### Outlier Detection methods in Machine Learning

• • 0

## Objective

• An outlier is an individual point of data that is distant from other points in the dataset.
• It is an anomaly in the dataset that may be caused by a range of errors in capturing, processing or manipulating data.
• Outliers in the data may cause problem during model fitting as it may inflate the error metrics which give higher weights to large errors (example, mean squared error, RMSE).

## Box Plots

• Box plots are a visual method to identify outliers. Box plots is one of the many ways to visualize data distribution.
• Box plot plots the q1 (25th percentile), q2 (50th percentile of median) and q3 (75th percentile) of the data along with (q1 – 1.5 * (q3 – q1)) and (q3 + 1.5 * (q3 – q1)).

## IQR method

• IQR stands for interquartile range, which is the difference between q3 (75th percentile) and q1 (25th percentile).
• IQR method is used by box plot to highlight outliers. The IQR method computes lower bound and upper bound to identify outliers.
• Lower Bound = q1 – 1.5 * IQR
• Upper Bound = q3 + 1.5 * IQR
• Any value below the lower bound and above the upper bound are considered to be outliers.

## Z-Score

• Z-Score (also called as standard score) assumes a Gaussian distribution of the data. The outliers are the data points that are in the tails of the distribution and therefore far from the mean.
• By applying Z-transformation we shift the distribution and make it 0 mean with unit standard deviation.
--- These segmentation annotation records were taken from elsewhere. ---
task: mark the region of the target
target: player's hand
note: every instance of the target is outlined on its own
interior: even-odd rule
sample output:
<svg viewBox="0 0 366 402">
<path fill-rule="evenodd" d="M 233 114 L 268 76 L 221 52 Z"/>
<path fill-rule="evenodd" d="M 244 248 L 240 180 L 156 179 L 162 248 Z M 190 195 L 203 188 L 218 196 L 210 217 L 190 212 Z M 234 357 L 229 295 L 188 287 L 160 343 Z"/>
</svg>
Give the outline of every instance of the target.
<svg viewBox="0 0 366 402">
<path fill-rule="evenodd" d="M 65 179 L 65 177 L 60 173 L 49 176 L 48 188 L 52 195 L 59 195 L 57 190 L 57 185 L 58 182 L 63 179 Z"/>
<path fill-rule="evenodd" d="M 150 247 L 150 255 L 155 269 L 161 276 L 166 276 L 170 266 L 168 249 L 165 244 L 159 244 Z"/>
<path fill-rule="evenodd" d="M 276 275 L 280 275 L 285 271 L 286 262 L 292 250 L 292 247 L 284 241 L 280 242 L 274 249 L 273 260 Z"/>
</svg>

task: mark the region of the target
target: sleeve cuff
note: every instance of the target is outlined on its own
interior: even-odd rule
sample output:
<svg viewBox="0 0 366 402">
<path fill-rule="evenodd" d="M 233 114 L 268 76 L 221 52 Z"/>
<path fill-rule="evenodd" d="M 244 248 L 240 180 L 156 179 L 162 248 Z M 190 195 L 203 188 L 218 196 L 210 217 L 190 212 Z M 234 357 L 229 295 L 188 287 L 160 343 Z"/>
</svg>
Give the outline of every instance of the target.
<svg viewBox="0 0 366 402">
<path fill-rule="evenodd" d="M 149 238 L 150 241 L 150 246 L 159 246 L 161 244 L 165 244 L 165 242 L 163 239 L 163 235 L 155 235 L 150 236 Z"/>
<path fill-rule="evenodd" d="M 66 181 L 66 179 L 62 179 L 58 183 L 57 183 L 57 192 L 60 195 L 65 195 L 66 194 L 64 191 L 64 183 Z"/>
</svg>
For example, Z-Score of 2 would mean the data point in 2 standard deviations away from the mean.

## Isolation Forest

• Isolation Forest is the built based on ensemble method which identifies anomalies as the observations with short average path length on the isolation trees.
• Each isolation tree is created using the following steps:
1. Randomly sample N instances from your training dataset at each node.
2. Randomly choose a feature to split upon.
3. Randomly choose a split value from a uniform distribution spanning from the minimum value to the maximum value of the feature chosen in the Step 2.

Step 2 and 3 are repeated recursively until, in principal, all N instances from your sample are “isolated” in leaf nodes of your isolation tree-one training instance per leaf node.